While it’s hardly an alluring shopping experience, Mississauga Mayor Bonnie Crombie and town council aren’t underestimating the potential issue, and have agreed to debate opting in again in June. But she has maintained that their concerns about the Ontario legislation are valid — that mandating that stores be a certain distance from schools was a good start, but should include more types of congregate settings like daycares, parks and even bus stops. They also wouldn’t have control over how many stores could cluster in some popular areas, a pattern in some neighbourhoods in cities like Toronto and Hamilton.

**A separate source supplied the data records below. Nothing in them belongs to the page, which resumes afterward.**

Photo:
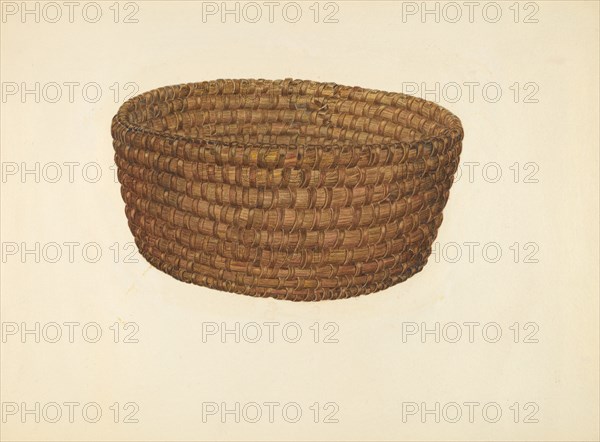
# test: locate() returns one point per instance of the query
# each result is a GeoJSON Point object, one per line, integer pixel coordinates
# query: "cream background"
{"type": "Point", "coordinates": [370, 372]}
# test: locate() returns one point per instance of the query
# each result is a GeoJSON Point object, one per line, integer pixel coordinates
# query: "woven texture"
{"type": "Point", "coordinates": [289, 189]}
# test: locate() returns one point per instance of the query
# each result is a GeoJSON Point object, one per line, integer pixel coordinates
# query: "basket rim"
{"type": "Point", "coordinates": [454, 132]}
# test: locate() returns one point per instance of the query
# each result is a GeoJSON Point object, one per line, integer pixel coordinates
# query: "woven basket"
{"type": "Point", "coordinates": [290, 189]}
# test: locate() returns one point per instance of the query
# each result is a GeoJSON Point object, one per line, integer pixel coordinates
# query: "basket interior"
{"type": "Point", "coordinates": [287, 112]}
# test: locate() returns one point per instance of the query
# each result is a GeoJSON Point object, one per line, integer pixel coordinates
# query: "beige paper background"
{"type": "Point", "coordinates": [370, 371]}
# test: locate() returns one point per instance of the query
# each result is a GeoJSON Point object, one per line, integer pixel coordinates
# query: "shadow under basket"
{"type": "Point", "coordinates": [289, 189]}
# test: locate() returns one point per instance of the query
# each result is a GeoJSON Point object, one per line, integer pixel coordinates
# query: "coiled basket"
{"type": "Point", "coordinates": [289, 189]}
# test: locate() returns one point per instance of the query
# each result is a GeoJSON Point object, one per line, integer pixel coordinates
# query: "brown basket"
{"type": "Point", "coordinates": [291, 189]}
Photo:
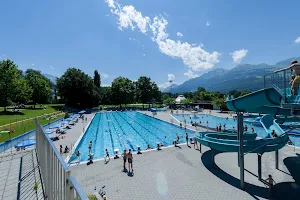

Alex Krause, communications director for Canada’s chapter of the National Organization for the Reform of Marijuana Laws (NORML Canada), said deserts could actually be harmful.
“It is clear that opt-out/’weed desert’ zones have resulted in two separate negative consequences,” he said. “It incentivizes illicit market activity in these zones, and also puts pressure on adjacent jurisdictions for more retail stores than they can realistically/sustainably support, which creates ‘clusters’ that may be counter to success of small business entrepreneurs setting up shop in these areas.”
Further, the presence of clusters or any legal cannabis retail has not shown to have negative effects or produce negative incidents in neighbourhoods, he said.
For Michael LeBlanc, a consultant to the Retail Council of Canada said it’s okay that Mississauga and other deserts waited to see what those potential impacts could be, and that they would be happy to sit down with town council to educate and negotiate through some of their concerns about cannabis stores.
“You know, they certainly weren't first in the game, but you know, the old saying: the best time to plant a tree was 20 years ago, the next best time was today,” he said. “Listen, it's never too late. You're not going to hear our retail cannabis retailers, say, you know, ‘I'm not coming there. Because you waited too long.’”
One Plant’s Jason Krulicki knows more competition is planning to cluster near his spot in North York — it’s already mapped on the AGCO website. But he’s confident his store can survive, whether Vaughan opts in or not.
“I think having a bunch of good legal stores is good for everybody because it squeezes out the illicit market,” he said. “And then you have to win on service, selection and price. And those are things that I'm confident that we can exceed at.”